No meio desta pandemia e pandemónio global, que já por si era terrível, a minha mãe precisou de ir ao último lugar onde alguém na condição dela deveria ir: ao hospital. Na emergência, eu não hesitei! Levei-a onde sabia que lhe podiam valer. Consciente dos riscos, sabia que era lá onde ela precisava de ir.

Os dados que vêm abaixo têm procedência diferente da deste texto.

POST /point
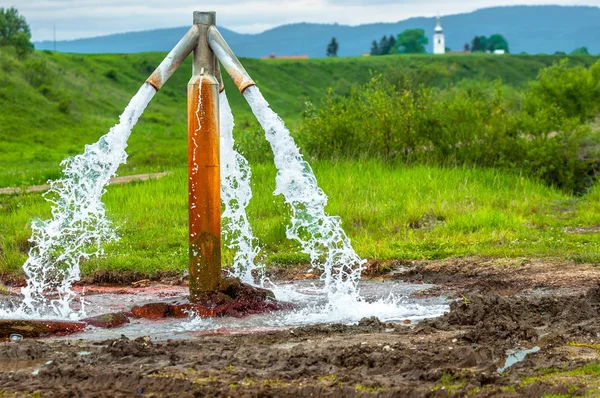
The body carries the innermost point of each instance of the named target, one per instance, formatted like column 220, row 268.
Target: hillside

Foi um dilema fácil de resolver. 

Para grande tristeza familiar, a minha mãe precisou de ficar internada... no meio da sua doença terrível, que lhe traz a solidão de quem sabe o que tem, mas não sabe como ou quando irá terminar, este vírus acentuou a sua solidão ao impedir que a pudéssemos ver livremente. As visitas eram extremamente curtas e limitadas, mas também perigosas... perigosas para ela, pois não podíamos passar-lhe a doença, e perigosas para nós, pois não queríamos apanhar a doença nas idas ao hospital e contagiar quem está cá fora. Felizmente a minha mãe melhorou, e voltou a casa. Os cuidados irão manter-se, para a protegermos, mas pelo menos podemos estar próximos e ajudar.
Vivo assim um momento difícil da minha vida. Entre a “ficção” e o pesadelo familiar que vivemos.